Water

Everywhere, the sound of it: rushing along the winter ditches, sandy brown and muscular; gurgling out of old clayware field drains and trickling into roadside gratings half-blocked by mud and leaves. It’s been wet for what feels like weeks now, and Suffolk’s lowland fields are waterlogged. There’s nowhere, any more, for the rain to go.

Christmas Eve brought a bitter north-westerly wind that swept away the strange, unseasonal mildness of the week before: evenings when I hadn’t needed to light the fire, or had done so out of habit only to have to open the back door a crack, the cottage far too warm. So when I woke on the 24th I was glad of the cold, hoping it might help things at least feel festive; but when Scout and I ventured out after breakfast the wind made walking hard, distant gunshots spooked the dog and my chilled hands fumbled at the camera controls. I came back without a single image worth sharing. And then the sleet and freezing rain blew in.
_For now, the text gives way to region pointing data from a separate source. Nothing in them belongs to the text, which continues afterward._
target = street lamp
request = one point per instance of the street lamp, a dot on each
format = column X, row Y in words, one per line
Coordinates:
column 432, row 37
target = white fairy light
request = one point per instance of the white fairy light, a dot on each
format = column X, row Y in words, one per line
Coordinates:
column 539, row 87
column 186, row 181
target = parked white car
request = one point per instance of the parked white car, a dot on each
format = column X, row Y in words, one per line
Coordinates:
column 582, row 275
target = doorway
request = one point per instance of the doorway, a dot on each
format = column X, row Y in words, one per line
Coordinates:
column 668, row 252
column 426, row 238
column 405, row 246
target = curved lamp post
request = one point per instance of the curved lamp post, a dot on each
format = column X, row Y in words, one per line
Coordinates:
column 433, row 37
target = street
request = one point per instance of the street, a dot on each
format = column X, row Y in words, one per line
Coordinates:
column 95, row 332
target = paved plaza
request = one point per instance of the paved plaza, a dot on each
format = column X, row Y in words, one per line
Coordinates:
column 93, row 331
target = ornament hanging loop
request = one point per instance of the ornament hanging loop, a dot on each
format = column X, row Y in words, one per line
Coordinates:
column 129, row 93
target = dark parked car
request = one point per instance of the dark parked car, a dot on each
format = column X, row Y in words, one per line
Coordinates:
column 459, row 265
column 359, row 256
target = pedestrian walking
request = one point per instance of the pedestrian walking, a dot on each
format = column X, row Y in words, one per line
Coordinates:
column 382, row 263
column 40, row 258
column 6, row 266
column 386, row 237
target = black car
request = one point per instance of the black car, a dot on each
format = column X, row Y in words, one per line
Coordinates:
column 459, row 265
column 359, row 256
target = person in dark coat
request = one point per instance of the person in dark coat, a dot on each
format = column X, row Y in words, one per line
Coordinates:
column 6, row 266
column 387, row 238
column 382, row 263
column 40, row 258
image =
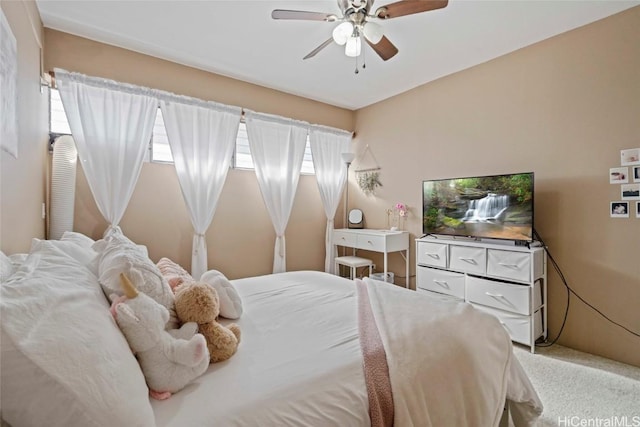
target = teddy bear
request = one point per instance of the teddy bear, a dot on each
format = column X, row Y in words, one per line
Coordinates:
column 167, row 361
column 198, row 302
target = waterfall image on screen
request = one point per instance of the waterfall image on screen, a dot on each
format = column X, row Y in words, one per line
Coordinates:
column 497, row 206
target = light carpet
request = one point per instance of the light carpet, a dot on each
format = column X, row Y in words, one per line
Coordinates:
column 580, row 389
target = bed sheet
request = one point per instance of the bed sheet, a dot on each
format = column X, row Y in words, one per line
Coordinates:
column 298, row 364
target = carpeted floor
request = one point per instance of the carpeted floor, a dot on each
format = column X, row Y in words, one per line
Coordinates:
column 579, row 389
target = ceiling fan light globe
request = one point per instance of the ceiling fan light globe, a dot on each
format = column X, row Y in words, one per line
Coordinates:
column 373, row 32
column 342, row 33
column 353, row 47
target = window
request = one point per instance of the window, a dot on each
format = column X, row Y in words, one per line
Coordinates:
column 159, row 149
column 243, row 159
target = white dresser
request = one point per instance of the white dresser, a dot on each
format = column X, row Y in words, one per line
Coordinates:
column 384, row 241
column 507, row 281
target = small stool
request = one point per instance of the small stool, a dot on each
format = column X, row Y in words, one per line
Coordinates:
column 353, row 262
I wasn’t expecting much when I headed out after lunch into what I hoped would prove a break in the weather. More shooting, closer this time, meant I left Scout indoors; I stuffed my camera inside my waterproof coat to protect it from squalls and picked my way gingerly through slick, slippy mud down towards the river, a slow, narrow and twisty stream sunk between alders and willows and edged by rich green watermeadows on which, in summer, a beef herd grazed.

The path runs through a narrow wood, on the other side of which is a meadow; you can cross the river in a few paces there, via a little wooden bridge. But as I stepped out of the wood I realised there was no bridge to be seen, and no meadow either. Our slow little stream was now a fast-moving river perhaps sixty or seventy metres wide.

‘Fuck me,’ I whispered under my breath. The sight of it was shocking and oddly uncanny; I knew that nothing was in danger, the cows long under cover and none of our ancient village houses on the flood plain, previous generations being much cleverer about these things than we often are today. The water I was gazing at was not ‘out of place’: the watermeadows were doing their job perfectly. And yet the sight of so much sudden power and motion and what felt like intention knocked the wind out of me. There is no arguing with water, and it was a reminder of the smallness and transitoriness of all our human plans.

After only a few moments sploshing around in the stiller margins and taking photos I realised the water level was still rising, and I turned back into the wood. Blue tits, great tits and wrens haunted the understorey, sounding continuous alarms to one another – whether at the women with the camera, or the rising river water, I couldn’t say.